BY TPH TEAM
Halloween is my favorite holiday. I love it with every earnest bone in my early-millennial body. I am that person who decorates my house with all sorts of Halloween-associated kitsch. My dad came over last month, and said he lost count of how many cauldrons I have, one of which my black cat was curled up sleeping in at the time. That’s how much I love Halloween!
My favorite Halloween costume ever was when, in sixth grade, I dressed up as the Headless Horseman and rode my saint of a black quarter horse around our very rural community carrying a pumpkin bucket with a flashlight in it. My genius mom got a huge men’s turtleneck, bulked it up enough that I could wear a helmet, and cut holes for my eyes. The costume was original, incorporated my beloved horse, and most importantly, it wasn’t appropriating anyone else’s culture.
But what is cultural appropriation? Specific to Halloween, it’s when costumes reduce other cultures to parodies. The “punchline” of the joke, or costume, is at the expense of someone’s cultural heritage.
If you’re not an indigenous American but you want to dress like an Indian princess and put “war paint” on your horse for the barn Halloween costume, then you’re appropriating the culture of indigenous people. It’s problematic because you are, for one day, putting on a costume of an incredibly marginalized group of people with a long history of being dehumanized in the United States. No one, from little kids at the barn to top riders doing Grand Prix jumper classes at indoors, should do that.
Simply put, if you wouldn’t dress in blackface (you wouldn’t), don’t dress like an indigenous person if you aren’t one.
So what do we do regarding our love of costumes with our horses?

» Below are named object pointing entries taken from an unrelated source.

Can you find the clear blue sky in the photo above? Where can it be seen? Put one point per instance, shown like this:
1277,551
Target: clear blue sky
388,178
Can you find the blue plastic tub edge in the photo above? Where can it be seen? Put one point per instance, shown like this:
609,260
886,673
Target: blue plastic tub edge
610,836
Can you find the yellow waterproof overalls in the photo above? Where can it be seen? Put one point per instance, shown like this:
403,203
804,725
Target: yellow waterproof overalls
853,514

Below are some common examples of cultural appropriation during Halloween, and some alternatives to consider instead.
Not okay: Cowboys and Indians
A “Cowboys and Indians” group costume is not only degrading indigenous cultures, but it celebrates a specific historical moment in which US citizens were deputized to commit genocide against Native Americans. When you consider that the rate of sexual and domestic violence against indigenous women is much higher than any other group in American, it makes the “Sexy Indian” costumes even more horrifying.
Better Alternatives: If you want to do a classic group costume of capture and chase, go for cops and robbers instead.
Not okay: A “Gypsy”
The G word is an ethnic slur against the Romani people – a group of real, marginalized human beings in Eastern Europe. No matter how cute it is to wear a long, ruffled dress on a horse, it’s not okay to dress in this fashion. 25% of Romani people were killed in the Holocaust, and their persecution persists to this day.
Better Alternatives: If you want to express free-spiritedness or have a full, ruffled skirt on Halloween, consider an explorer or a pirate queen!
Not Okay: Exploiting Mexican Culture
We all recognize that wearing blackface is not okay, but did you realize that putting on fake facial hair and giant sombreros is brownface? Picking stereotypes to incorporate into your costume is appropriation.
Better Alternatives: If you want to dress up your pony like a Piñata, how about you make it a My Little Pony themed piñata or something that isn’t linked to a culture that you’re not a member of.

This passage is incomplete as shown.